In diesem positiven Menschenbild wurde Liebermann von Kinder- und Jugendpsychiater Gunther Moll bestärkt. Wenn dank eines Grundeinkommens und der damit verbundenen Möglichkeit zur gesellschaftlichen Teilhabe Existenznot durch Lebensfreude ersetzt werde, „dann regelt sich alles andere von selbst“, so Moll.
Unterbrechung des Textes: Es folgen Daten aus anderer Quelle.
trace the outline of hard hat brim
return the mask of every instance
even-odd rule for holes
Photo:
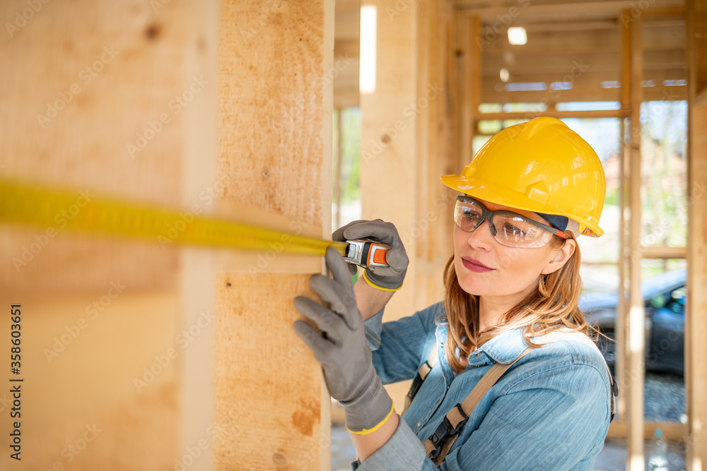
[[[515,209],[532,211],[533,213],[544,213],[566,216],[577,221],[580,225],[580,232],[583,235],[599,237],[604,234],[604,230],[595,222],[586,219],[578,218],[564,211],[559,210],[551,205],[540,203],[527,198],[525,194],[509,189],[488,181],[477,181],[461,175],[444,175],[440,177],[443,184],[453,190],[461,191],[470,196],[479,198],[496,204],[514,208]],[[575,234],[579,235],[579,234]]]

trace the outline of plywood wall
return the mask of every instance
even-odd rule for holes
[[[333,1],[13,1],[0,18],[0,178],[329,234]],[[328,397],[291,329],[320,259],[60,229],[0,230],[24,379],[22,459],[0,469],[328,467]]]

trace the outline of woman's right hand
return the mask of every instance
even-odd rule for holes
[[[382,291],[395,291],[402,286],[409,260],[397,229],[391,222],[380,219],[374,221],[354,221],[337,229],[332,234],[332,240],[346,242],[356,239],[372,239],[392,247],[385,254],[387,267],[374,270],[366,268],[366,281],[373,287]],[[356,266],[349,266],[351,275],[356,273]]]

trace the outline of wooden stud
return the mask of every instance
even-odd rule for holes
[[[689,0],[687,9],[688,102],[687,304],[685,313],[685,402],[688,471],[707,470],[707,104],[698,101],[707,84],[704,64],[707,1]]]
[[[627,28],[631,37],[631,128],[629,150],[629,204],[631,219],[629,246],[641,246],[641,103],[643,101],[641,83],[643,81],[643,47],[641,20],[629,22]],[[627,323],[629,362],[628,382],[629,442],[626,469],[643,471],[643,378],[645,376],[645,318],[643,299],[641,293],[641,254],[631,250],[629,263],[629,301]]]
[[[226,1],[219,16],[223,201],[330,237],[333,0]],[[216,278],[215,469],[329,466],[328,395],[292,329],[293,297],[310,294],[308,271],[275,274],[267,264]]]

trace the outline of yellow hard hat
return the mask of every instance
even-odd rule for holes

Das wiederum war für Barfuß zuviel des Luftschlösserbauens. „Hier hat jeder viele Ideen, aber keiner weiß, wie es wirklich geht“, kritisierte der Lehrer. Zudem gebe es in Deutschland bereits jetzt ein Grundeinkommen, „nur eben kein bedingungsloses“, brachte er Hartz IV ins Spiel. Ein Eigentor, wie sich schnell herausstellte, denn die schiere Existenz dieser sozialen Absicherung zeige gerade, dass eine monetäre Grundausstattung der Bürger sehr wohl finanzierbar sei, entgegnete Franzmann. Und nicht nur das – sie sei auch volkswirtschaftlich sinnvoll.
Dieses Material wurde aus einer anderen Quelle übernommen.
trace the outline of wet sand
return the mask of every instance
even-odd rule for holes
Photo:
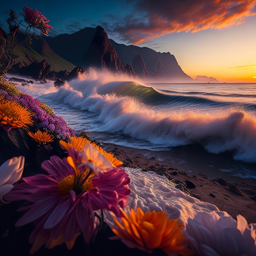
[[[164,175],[177,187],[188,189],[193,196],[215,204],[233,218],[241,214],[248,223],[256,222],[256,180],[234,177],[217,170],[209,171],[204,168],[202,171],[198,161],[194,163],[192,169],[188,166],[189,163],[185,164],[172,159],[172,154],[168,151],[153,151],[110,143],[103,146],[124,162],[124,166]]]

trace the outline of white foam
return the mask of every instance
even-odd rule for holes
[[[198,143],[209,153],[233,151],[235,159],[256,162],[256,118],[251,112],[232,108],[210,113],[153,108],[134,97],[111,93],[127,83],[125,79],[92,72],[45,98],[95,114],[102,124],[95,131],[120,132],[160,147]]]
[[[130,179],[131,194],[126,211],[140,207],[144,211],[163,211],[171,219],[187,222],[198,213],[218,210],[213,204],[202,202],[175,189],[165,177],[153,172],[146,173],[125,168]],[[106,222],[112,222],[112,216],[106,212]]]

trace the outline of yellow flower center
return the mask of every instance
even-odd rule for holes
[[[85,178],[87,174],[86,172],[83,173],[80,177],[80,180]],[[74,175],[69,175],[59,182],[58,187],[60,193],[61,195],[67,195],[70,190],[74,190],[77,193],[88,191],[92,187],[92,175],[90,175],[81,186],[79,186],[79,184],[76,184],[77,187],[75,187],[75,177]]]
[[[154,229],[155,229],[154,225],[148,221],[143,221],[142,222],[142,227],[143,228],[147,231],[154,230]]]

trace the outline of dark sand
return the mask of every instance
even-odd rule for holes
[[[104,144],[104,147],[123,162],[124,166],[139,167],[160,174],[167,172],[177,185],[185,182],[193,195],[202,201],[215,204],[235,218],[241,214],[248,223],[256,222],[255,179],[231,176],[219,170],[207,172],[204,169],[202,172],[200,162],[197,165],[194,164],[191,170],[184,163],[173,163],[171,154],[167,151],[138,149],[110,143]],[[181,166],[184,167],[182,170]]]

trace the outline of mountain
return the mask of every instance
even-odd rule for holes
[[[147,47],[133,45],[127,46],[118,44],[113,40],[110,40],[115,47],[118,57],[124,64],[132,63],[133,58],[139,54],[141,56],[147,69],[154,76],[159,74],[160,78],[193,81],[190,76],[183,72],[175,57],[170,52],[157,52]],[[132,67],[136,72],[136,68],[132,65]]]
[[[63,34],[52,38],[49,37],[46,40],[51,48],[63,58],[76,65],[83,66],[85,64],[85,65],[88,65],[90,61],[92,63],[95,62],[88,49],[93,40],[94,40],[94,44],[96,45],[97,42],[94,36],[99,27],[86,27],[72,34]],[[160,78],[188,82],[193,81],[183,72],[174,56],[169,52],[157,52],[146,47],[126,45],[117,43],[112,39],[109,40],[114,46],[118,58],[124,65],[129,64],[135,72],[137,68],[139,70],[141,68],[139,66],[142,64],[141,63],[138,65],[137,61],[139,61],[141,62],[142,60],[145,63],[145,75],[146,77],[155,77],[159,75]],[[101,42],[103,42],[104,40]],[[90,50],[93,48],[91,46]],[[98,54],[95,50],[96,48],[94,49],[94,53]],[[137,55],[140,55],[141,59],[137,58],[136,60],[135,58],[133,63],[134,58]],[[99,58],[99,56],[97,56]],[[86,58],[88,58],[86,59]],[[139,73],[140,72],[139,70]]]
[[[132,75],[135,74],[130,66],[126,66],[118,58],[107,33],[100,26],[96,27],[93,38],[84,55],[82,65],[87,68],[107,69]]]
[[[141,55],[135,56],[132,63],[134,71],[139,76],[144,77],[154,76],[154,74],[146,67]]]
[[[206,76],[197,76],[195,79],[197,82],[204,82],[204,83],[220,83],[216,78],[212,76],[209,77]]]
[[[85,27],[72,34],[63,34],[46,40],[59,56],[76,66],[84,63],[84,56],[92,40],[96,29]]]
[[[0,38],[10,40],[10,38],[0,27]],[[25,39],[24,34],[19,33],[17,38],[18,41],[22,42]],[[33,40],[31,45],[25,42],[17,45],[15,52],[19,54],[19,57],[15,59],[14,64],[20,63],[20,67],[27,66],[35,61],[40,63],[45,59],[51,65],[52,70],[57,71],[65,69],[71,71],[75,67],[56,54],[43,38]]]
[[[0,31],[0,37],[5,35]],[[24,34],[19,34],[21,39],[22,36]],[[31,45],[25,43],[18,45],[16,49],[20,54],[16,60],[16,63],[20,63],[16,65],[18,68],[45,60],[51,70],[57,72],[65,70],[70,72],[79,65],[84,68],[94,66],[144,78],[157,77],[177,82],[194,81],[184,73],[169,52],[157,52],[146,47],[117,43],[109,39],[100,26],[86,27],[70,34],[34,40]]]

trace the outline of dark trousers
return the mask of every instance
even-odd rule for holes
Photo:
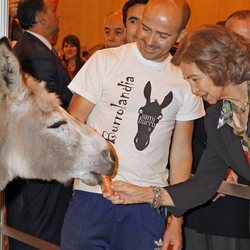
[[[62,230],[61,250],[160,249],[164,211],[149,204],[113,205],[101,194],[75,191]]]

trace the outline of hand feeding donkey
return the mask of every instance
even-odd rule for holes
[[[0,40],[0,190],[14,177],[101,183],[115,173],[116,155],[94,130],[60,107],[44,83],[22,75]]]

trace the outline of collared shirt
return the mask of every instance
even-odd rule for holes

So sieht das auch der Treuchtlinger Vorstandsvorsitzende des „Instituts für gemeinwohlorientierte Politikberatung“ und ehemalige Vorstandsvorsitzende der Münchner Sparda-Bank, Günter Grzega. Er wies darauf hin, dass die mangelnde Identifikation der Menschen mit ihrer Arbeit die deutsche Volkswirtschaft laut einer Studie jährlich 300 Milliarden Euro koste. Eine System-Umstellung im Sinne eines bedingungslosen Grundeinkommens könne hier Abhilfe schaffen. Ein solcher Wechsel gehe allerdings nicht von heute auf morgen, sondern könnte in einem Zeitrahmen von etwa zehn Jahren vollzogen werden.
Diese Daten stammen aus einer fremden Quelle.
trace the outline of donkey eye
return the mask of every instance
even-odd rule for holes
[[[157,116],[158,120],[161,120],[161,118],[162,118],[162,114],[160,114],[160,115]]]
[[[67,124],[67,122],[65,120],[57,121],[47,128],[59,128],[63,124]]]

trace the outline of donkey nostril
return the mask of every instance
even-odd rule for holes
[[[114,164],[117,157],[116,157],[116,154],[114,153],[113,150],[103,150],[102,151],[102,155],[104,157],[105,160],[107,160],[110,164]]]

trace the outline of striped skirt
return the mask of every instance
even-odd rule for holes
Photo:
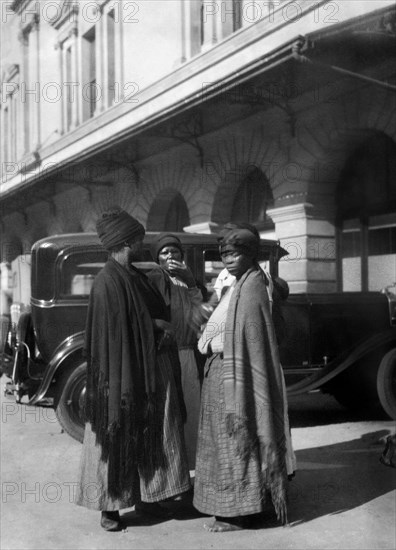
[[[262,489],[258,449],[238,455],[228,436],[224,412],[223,360],[219,354],[205,365],[199,419],[193,504],[204,514],[233,517],[256,514],[270,500]]]

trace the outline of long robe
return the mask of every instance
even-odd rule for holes
[[[286,522],[283,379],[258,268],[237,282],[223,334],[223,353],[205,365],[194,506],[234,517],[259,513],[270,499]]]
[[[157,350],[160,294],[110,259],[90,295],[87,424],[76,503],[96,510],[157,502],[190,488],[170,355]]]

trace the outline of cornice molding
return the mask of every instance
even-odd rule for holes
[[[77,19],[79,4],[76,0],[63,0],[54,16],[48,23],[55,29],[60,29],[65,23],[73,23]]]

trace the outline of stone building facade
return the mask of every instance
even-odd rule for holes
[[[393,2],[2,2],[1,260],[94,230],[255,224],[292,292],[396,281]]]

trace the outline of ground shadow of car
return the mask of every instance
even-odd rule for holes
[[[389,433],[380,430],[297,451],[297,475],[289,491],[290,525],[358,508],[396,489],[395,471],[379,461]]]

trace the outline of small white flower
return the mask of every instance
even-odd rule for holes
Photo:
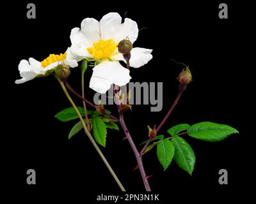
[[[67,59],[72,54],[68,48],[65,54],[60,55],[51,54],[42,62],[30,57],[28,60],[22,59],[19,64],[21,79],[17,80],[15,84],[22,84],[29,81],[35,77],[46,76],[49,70],[54,69],[60,64],[67,64],[71,68],[78,66],[76,60]]]
[[[100,22],[87,18],[81,24],[81,29],[75,27],[71,31],[71,52],[76,55],[70,59],[78,61],[83,59],[98,60],[93,69],[90,87],[101,94],[109,89],[112,84],[119,86],[127,84],[131,77],[129,70],[124,68],[118,61],[126,61],[118,53],[117,45],[128,37],[133,43],[137,39],[139,30],[137,23],[122,17],[117,13],[109,13]],[[131,51],[130,66],[139,68],[152,58],[152,50],[136,47]]]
Auch was die Höhe eines solchen Grundeinkommens anbelangt, nannte Grzega konkrete Zahlen. Sie könnte monatlich zwischen 1.200 und 1.500 Euro liegen. Der Weisheit letzter Schluss sei all dies aber wohl trotzdem nicht: „Vielleicht muss man auch umdenken“, räumte Grzega ein, „und statt des Bürgerrechts auf ein Grundeinkommen das Grundrecht auf Arbeit durchsetzen“. Letztlich bleibe nur das Prinzip von Versuch und Irrtum.